So exactly for the reasons you state that many eyes make all bugs small, right? However, it's not going to solve the problem of access to data or of people who just share their data without thinking about it or understanding, or even if they get a notice about that they're sharing their data, understanding, and able to understand the notice, understand the value of what they're sharing, getting out from underneath the leverage that like, oh, but I want my device to work, so if I want my device to work, I have to say yes, right? And open source can't solve those kinds of problems, right? That's where privacy as a public good comes into the space. And so that's why we also have to think about law and why we also have to be, again, really trying to shift the norms so that we're all thinking about privacy, so that every researcher, every technologist who develops a new technology, they're not just thinking about bugs, they're thinking about protecting the data, right? That's one of their checklist things that they do.

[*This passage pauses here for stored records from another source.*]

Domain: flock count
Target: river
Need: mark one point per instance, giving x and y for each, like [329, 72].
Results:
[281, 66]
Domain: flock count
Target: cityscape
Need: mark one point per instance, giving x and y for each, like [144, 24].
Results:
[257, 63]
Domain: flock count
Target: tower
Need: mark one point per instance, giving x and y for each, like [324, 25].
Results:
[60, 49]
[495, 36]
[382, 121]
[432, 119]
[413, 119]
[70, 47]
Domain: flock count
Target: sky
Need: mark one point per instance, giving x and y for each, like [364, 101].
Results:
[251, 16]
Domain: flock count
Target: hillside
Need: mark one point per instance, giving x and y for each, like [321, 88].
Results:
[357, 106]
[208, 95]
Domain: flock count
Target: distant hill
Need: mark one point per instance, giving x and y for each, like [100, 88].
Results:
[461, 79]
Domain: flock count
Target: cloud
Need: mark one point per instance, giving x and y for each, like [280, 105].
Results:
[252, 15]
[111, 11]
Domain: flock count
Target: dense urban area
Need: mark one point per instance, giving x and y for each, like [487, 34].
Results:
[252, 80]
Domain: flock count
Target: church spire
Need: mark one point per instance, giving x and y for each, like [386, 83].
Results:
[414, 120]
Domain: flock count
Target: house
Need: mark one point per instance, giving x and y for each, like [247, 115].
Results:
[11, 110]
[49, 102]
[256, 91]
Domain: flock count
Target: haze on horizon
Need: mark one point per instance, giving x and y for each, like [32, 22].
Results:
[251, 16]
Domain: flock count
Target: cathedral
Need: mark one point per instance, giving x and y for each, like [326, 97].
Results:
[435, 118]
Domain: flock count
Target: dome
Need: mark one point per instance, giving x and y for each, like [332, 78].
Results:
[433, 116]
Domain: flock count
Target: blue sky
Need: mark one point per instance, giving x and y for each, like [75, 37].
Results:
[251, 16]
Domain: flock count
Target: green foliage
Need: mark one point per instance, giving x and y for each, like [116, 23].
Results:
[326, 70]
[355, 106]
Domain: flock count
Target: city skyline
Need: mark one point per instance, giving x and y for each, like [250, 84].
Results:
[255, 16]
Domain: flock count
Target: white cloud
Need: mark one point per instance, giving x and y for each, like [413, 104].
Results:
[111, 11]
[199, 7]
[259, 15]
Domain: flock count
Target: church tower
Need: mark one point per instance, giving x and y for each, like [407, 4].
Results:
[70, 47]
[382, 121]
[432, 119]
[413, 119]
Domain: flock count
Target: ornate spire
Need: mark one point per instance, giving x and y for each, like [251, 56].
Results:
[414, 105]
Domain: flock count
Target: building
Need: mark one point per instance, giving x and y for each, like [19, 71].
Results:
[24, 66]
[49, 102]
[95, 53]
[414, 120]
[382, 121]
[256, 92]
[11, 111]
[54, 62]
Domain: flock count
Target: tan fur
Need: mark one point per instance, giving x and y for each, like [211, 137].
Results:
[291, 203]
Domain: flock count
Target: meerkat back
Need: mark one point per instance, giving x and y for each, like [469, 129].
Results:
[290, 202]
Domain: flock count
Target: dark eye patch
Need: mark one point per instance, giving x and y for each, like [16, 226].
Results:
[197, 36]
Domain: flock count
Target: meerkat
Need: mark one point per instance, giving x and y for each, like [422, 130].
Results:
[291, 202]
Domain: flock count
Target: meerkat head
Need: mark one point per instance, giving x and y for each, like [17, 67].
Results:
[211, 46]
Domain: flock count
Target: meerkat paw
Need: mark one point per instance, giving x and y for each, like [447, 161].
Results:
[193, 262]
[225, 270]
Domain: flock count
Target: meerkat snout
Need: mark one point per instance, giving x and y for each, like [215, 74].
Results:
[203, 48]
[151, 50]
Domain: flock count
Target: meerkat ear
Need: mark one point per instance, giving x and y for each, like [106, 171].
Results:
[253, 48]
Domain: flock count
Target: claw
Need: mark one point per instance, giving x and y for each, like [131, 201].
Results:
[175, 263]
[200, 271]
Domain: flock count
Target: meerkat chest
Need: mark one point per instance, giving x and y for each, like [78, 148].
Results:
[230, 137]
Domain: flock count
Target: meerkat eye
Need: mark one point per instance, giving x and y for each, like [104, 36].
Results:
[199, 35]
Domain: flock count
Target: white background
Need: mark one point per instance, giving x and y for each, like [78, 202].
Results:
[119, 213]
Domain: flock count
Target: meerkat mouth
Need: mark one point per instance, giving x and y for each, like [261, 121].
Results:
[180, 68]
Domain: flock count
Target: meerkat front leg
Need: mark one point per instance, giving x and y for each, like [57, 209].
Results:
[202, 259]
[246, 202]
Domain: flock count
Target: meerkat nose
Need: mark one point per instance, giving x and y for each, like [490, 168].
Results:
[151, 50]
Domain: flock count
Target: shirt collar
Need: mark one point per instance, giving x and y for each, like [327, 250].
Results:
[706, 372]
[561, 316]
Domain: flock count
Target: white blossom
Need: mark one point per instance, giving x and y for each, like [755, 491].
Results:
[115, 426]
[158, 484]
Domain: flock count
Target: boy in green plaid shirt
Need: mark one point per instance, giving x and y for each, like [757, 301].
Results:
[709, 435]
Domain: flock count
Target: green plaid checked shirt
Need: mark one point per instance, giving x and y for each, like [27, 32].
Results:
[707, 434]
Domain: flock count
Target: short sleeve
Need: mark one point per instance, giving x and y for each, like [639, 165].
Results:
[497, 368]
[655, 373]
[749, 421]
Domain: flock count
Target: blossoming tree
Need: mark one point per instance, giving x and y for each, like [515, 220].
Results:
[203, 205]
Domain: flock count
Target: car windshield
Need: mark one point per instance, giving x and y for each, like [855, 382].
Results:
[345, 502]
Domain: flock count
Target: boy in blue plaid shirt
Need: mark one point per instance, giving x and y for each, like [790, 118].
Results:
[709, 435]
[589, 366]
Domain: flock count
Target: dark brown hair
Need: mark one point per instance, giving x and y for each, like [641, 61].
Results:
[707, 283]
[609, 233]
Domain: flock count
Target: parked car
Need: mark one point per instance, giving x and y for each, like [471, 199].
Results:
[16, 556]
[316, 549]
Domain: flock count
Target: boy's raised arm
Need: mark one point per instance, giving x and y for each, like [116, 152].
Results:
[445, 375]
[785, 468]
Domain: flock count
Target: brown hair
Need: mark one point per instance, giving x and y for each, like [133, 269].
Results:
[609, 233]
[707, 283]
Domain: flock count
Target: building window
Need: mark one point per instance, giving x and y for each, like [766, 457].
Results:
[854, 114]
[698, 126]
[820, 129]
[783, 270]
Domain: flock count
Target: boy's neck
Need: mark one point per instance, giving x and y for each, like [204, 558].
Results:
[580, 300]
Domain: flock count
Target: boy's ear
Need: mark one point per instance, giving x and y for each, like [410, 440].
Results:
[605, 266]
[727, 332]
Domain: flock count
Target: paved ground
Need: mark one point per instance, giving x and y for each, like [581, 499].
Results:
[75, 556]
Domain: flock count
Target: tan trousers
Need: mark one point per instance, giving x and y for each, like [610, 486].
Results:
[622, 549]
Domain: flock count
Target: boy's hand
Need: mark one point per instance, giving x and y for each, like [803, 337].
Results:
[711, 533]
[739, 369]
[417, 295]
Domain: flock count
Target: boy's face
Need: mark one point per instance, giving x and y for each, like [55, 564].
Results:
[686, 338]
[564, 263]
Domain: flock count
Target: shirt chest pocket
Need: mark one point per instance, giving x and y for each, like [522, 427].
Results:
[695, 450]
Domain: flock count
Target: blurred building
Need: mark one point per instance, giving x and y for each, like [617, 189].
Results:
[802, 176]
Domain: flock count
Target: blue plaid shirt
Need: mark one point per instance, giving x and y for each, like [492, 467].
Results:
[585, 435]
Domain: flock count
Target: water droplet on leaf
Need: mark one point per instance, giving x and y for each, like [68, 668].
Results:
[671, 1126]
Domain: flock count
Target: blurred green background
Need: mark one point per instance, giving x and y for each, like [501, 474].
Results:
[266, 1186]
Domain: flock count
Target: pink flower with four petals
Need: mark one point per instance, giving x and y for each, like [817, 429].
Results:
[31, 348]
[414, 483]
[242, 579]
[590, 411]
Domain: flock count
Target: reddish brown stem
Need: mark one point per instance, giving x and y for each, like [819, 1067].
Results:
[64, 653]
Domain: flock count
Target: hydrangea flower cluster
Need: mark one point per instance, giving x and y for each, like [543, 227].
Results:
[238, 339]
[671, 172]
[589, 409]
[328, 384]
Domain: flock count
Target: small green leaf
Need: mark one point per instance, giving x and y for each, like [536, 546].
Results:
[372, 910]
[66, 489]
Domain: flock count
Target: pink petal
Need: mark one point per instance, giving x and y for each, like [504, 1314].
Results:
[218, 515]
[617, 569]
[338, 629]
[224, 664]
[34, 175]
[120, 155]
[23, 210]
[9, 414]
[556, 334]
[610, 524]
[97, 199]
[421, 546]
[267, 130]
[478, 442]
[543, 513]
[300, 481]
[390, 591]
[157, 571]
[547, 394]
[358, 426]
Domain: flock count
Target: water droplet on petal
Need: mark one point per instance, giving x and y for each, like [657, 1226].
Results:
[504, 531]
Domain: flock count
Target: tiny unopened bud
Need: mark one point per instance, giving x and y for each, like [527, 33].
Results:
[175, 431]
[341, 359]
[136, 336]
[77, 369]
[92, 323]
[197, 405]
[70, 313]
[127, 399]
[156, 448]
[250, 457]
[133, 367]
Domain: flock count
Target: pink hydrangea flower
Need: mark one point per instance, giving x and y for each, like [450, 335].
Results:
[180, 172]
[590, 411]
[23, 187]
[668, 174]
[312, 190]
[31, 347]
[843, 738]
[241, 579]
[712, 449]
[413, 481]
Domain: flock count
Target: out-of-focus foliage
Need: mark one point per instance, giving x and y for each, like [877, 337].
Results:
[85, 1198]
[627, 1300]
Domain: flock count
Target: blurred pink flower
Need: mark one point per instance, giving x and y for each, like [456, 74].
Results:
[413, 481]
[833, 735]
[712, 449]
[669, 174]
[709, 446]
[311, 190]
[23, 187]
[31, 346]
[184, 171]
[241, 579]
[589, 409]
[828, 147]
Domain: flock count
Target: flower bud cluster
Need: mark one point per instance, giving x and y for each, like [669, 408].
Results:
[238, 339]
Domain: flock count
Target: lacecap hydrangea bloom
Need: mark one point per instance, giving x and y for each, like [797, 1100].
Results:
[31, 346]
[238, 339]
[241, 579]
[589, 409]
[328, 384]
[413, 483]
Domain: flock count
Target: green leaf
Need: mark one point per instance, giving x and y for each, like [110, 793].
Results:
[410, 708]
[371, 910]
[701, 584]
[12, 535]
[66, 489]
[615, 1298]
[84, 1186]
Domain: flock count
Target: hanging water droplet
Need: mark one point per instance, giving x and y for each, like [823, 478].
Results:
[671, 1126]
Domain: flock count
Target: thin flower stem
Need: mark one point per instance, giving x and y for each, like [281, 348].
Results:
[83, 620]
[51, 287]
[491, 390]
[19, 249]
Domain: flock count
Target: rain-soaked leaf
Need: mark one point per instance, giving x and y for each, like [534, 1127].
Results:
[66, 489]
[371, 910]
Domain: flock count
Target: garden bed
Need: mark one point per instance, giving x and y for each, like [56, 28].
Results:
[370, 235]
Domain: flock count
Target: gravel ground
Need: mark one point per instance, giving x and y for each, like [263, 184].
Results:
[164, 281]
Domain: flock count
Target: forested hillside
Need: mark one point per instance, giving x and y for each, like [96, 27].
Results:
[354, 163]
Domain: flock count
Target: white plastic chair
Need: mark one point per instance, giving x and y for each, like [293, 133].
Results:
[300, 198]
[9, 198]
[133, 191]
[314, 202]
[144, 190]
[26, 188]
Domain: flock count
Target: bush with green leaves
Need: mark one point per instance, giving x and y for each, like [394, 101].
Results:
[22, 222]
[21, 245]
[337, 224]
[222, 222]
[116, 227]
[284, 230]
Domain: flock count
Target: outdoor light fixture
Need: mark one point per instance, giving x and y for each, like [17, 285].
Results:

They're just like, it's baked in and- - Well, one of the things, if I could interject there is that, so yes, as an advocate for the maker culture and building as understanding and as a part of the experience, going back to talking about some of the research especially that Donna is engaged in with some of these third party devices where you may not have a hand in constructing either the device itself or have a hand in the policy or governance of how the data is shared and how individual privacy is protected. I'd be interested to hear a little bit from John about how do you talk with your students and your research participants about some of these inherent risks and how they can be managed based on what is being used as a part of the research? - Yeah, in the research space with the research accelerometers, we don't typically talk about the general data security confidentiality issues. We all deal within the research and IRB protocols.
With the consumer devices, yeah, it is a little, I guess, less clear, because what Laura was just talking about where it almost seems like, to protect the data, we have these commercial interests that have one particular interest and they want to get access to the data to assume to tell you something else, right? But then, the researchers just trying to do their thing with the data. And so we have these competing interests, it seems, right? And it almost seems like, well, Laura was saying where law is going to have to lead the way here because certainly those commercial interests are not going to do anything to reduce their market share. And so, yeah, so I guess, so I diverted a little bit, but I think, yeah, with the consumer devices, we, in the past, we've set up the devices ourselves, and so we're collecting the data and the participant doesn't really have access to that data. But certainly, the company is receiving that data in the backend as well, but we haven't really dug too deep into that. And I must say none of our participants have actually brought it up as an issue, but certainly moving forward, I think, it will become more of an issue, yeah. - Well, actually, I have kind of a follow-up question that was actually submitted before this session by one of the attendees.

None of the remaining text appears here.